Tuesday, 15 May 2018

Spotify Monthly Selections May

I'm feeling a little more uptempo this time. In the spirit of last month's selections I decided to stretch my house legs once again and put together this little concoction for you. I didn't want to re-tread the filter/french territory as much this time, and once again I was surprised at the depth of selections on offer through spotify. Seems they've massively expanded their catalogue since I last used them in my early Uni days.
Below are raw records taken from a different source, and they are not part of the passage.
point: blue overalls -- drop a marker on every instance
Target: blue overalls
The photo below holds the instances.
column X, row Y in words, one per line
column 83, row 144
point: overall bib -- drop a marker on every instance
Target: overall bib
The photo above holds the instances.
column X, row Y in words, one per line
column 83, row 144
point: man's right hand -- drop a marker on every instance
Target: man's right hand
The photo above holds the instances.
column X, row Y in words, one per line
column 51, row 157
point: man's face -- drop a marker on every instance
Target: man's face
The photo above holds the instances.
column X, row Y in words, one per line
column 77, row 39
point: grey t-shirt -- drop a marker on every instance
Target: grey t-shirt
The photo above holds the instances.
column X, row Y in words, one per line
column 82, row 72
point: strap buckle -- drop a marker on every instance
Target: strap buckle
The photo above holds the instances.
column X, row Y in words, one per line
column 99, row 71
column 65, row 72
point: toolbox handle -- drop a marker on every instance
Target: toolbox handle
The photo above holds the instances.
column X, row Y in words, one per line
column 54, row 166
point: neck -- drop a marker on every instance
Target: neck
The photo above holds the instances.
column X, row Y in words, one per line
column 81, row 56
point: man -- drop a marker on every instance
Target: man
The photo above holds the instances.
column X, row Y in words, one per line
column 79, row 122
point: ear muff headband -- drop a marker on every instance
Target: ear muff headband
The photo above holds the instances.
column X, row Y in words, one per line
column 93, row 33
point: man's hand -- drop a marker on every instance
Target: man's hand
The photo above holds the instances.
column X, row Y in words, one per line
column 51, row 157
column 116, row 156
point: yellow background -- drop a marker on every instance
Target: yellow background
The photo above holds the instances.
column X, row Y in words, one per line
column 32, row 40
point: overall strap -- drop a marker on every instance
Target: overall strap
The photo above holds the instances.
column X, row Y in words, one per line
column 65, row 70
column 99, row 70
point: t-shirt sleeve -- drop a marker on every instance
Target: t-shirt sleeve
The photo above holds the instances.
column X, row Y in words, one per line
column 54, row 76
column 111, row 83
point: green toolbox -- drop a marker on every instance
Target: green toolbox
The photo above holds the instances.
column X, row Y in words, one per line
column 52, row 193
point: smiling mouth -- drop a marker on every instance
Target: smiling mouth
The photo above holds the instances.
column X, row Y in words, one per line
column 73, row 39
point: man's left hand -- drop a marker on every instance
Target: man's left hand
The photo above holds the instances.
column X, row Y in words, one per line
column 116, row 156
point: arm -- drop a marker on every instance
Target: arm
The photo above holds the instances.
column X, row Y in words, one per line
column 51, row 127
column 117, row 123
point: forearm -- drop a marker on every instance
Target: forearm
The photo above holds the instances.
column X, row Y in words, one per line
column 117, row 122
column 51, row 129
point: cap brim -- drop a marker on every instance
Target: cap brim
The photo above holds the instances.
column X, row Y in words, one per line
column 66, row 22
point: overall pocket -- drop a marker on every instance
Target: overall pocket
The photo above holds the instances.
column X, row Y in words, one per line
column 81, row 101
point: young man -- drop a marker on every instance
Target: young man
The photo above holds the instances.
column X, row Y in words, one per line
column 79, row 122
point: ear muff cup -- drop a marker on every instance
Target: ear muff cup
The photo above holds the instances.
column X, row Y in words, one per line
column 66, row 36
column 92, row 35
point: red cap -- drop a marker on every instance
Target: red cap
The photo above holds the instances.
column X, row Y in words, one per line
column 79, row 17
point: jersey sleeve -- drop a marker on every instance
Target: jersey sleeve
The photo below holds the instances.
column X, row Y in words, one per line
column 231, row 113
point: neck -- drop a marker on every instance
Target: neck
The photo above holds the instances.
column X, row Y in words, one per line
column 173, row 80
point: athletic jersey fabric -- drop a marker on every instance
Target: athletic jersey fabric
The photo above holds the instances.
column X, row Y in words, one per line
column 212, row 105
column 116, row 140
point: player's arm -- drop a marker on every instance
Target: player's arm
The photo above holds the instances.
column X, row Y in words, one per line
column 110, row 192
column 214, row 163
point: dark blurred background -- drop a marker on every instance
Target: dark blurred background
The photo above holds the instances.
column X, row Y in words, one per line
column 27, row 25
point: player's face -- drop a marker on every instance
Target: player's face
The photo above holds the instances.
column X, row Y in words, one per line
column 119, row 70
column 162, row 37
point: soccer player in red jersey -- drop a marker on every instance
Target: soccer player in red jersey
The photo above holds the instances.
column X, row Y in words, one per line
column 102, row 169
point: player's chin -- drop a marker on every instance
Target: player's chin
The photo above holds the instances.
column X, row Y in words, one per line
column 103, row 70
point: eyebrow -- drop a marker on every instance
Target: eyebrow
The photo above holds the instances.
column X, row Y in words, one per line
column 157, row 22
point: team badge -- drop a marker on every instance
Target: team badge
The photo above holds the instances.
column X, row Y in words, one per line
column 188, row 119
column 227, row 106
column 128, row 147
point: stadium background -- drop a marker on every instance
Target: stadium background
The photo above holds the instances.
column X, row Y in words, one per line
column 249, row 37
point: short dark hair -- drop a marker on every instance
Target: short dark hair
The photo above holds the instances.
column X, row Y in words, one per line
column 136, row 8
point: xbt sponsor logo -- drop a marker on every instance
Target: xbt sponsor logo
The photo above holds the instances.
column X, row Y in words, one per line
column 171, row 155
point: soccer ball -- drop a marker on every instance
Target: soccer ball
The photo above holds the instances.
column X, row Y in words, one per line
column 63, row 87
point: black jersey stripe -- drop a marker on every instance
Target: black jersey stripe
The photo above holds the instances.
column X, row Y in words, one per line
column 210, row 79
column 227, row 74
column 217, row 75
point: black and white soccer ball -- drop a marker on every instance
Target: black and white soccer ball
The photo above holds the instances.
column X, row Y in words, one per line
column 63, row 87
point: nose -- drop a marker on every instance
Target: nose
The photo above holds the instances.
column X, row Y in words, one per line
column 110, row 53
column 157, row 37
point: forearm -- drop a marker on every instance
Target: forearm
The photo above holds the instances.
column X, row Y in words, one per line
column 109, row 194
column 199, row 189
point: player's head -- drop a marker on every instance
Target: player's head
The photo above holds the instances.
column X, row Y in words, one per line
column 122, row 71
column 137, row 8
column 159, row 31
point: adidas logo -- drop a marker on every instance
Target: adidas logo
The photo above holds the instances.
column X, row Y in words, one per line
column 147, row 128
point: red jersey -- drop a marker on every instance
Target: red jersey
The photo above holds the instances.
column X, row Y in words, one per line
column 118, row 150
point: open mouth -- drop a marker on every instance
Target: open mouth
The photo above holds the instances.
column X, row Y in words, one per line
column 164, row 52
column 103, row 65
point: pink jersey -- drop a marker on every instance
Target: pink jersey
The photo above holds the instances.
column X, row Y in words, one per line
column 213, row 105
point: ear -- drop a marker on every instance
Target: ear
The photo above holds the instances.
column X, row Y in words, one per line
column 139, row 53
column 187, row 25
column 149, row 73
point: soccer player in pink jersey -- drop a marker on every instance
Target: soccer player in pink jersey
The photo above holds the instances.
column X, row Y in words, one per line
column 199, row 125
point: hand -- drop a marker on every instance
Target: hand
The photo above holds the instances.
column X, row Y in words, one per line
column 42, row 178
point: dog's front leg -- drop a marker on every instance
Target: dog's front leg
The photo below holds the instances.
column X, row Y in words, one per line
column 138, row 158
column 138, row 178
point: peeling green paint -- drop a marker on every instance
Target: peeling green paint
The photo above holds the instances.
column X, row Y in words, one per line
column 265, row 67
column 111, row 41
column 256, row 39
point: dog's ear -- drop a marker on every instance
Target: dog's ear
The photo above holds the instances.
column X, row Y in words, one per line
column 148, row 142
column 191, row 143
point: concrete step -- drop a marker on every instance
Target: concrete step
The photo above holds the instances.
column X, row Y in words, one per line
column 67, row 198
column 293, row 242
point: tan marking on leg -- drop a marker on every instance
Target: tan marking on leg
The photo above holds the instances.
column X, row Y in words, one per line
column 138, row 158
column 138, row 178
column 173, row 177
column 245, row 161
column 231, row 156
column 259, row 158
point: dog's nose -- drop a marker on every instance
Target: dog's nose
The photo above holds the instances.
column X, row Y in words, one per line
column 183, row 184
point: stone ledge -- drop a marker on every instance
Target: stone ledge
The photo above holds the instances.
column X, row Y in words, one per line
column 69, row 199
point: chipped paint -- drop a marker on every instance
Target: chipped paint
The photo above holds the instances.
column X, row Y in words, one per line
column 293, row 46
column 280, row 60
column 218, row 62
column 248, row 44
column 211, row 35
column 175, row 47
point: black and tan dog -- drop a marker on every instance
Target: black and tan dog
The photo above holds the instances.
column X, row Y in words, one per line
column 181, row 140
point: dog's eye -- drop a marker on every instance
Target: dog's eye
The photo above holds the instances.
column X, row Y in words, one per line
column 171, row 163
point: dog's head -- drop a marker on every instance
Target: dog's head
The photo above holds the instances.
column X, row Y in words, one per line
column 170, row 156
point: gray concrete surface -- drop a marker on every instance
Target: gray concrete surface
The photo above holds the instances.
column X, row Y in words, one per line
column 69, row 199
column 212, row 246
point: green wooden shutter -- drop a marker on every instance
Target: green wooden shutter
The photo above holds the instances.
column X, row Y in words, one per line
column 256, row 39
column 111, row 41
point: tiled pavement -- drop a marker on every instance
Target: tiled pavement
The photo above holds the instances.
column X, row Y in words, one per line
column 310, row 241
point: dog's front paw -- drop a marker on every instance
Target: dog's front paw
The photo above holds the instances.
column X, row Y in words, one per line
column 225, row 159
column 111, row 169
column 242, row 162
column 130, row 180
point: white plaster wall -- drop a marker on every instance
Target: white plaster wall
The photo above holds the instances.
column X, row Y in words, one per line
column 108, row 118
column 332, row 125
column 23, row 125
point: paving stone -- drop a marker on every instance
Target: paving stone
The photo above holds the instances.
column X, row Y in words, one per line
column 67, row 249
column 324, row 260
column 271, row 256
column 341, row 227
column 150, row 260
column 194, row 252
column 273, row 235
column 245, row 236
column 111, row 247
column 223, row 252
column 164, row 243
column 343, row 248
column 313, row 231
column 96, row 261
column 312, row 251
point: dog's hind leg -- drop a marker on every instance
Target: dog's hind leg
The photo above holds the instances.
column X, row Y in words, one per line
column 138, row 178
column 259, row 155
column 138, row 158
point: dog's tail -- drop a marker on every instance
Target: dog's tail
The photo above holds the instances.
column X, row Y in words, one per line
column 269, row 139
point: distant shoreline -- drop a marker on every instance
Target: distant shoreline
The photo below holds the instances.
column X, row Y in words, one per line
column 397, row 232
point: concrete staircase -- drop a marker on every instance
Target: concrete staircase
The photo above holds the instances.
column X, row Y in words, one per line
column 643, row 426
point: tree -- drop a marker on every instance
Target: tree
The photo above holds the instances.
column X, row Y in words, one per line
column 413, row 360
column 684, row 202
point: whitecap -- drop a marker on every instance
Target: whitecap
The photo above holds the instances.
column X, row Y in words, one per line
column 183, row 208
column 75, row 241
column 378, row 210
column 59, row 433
I was running a little short on selections so there is some more electro-house styled stuff in the middle from MSTRKRFT and Siriusmo, but the real meat of this month is the final 5 anyway. I've always liked deep house, but I made the mistake of trying to seriously expand into the genre when it became the hip new thing and the waters got very muddied. I wouldn't mind but the stuff that gets billed as deep house these days is sofar from what I'm familliar with I'd hsitate to call it the same genre. So I compiled a few of my favourites new and old, I could listen to Soichi Terada's Purple Haze all day, and Laurent Garnier's Last Tribute From The 20th Century somehow slipped past me all these years, which is a massive shame because I am madly in love with that bassline on it.

Also featured is Octave One's Burujha, a tune I was introduced to via Ford & Lopatin's (FKA Games) mixtape called Spend The Night With. It's a real mixed bag of genres what with a couple of Enya tunes on there, but nestled i nthe mix is this lovely slice of Detroit goodness that I've not been able to get out of my head since. What's a deep house selection without the one and only Mr. Fingers? hailing form the 80's, Can You Feel It? is top tier deep house to this very day. For the final tune I wanted A:Xus' Callin' You (Baghdad Cafe) but unfortunatley it's not available on spotify in full. So instead I went with a more recent release of his, the ever-so-slightly melancholy Suite Disappointment, which features the same Vocal House style that I wanted Callin' You for, so it all worked out in the end!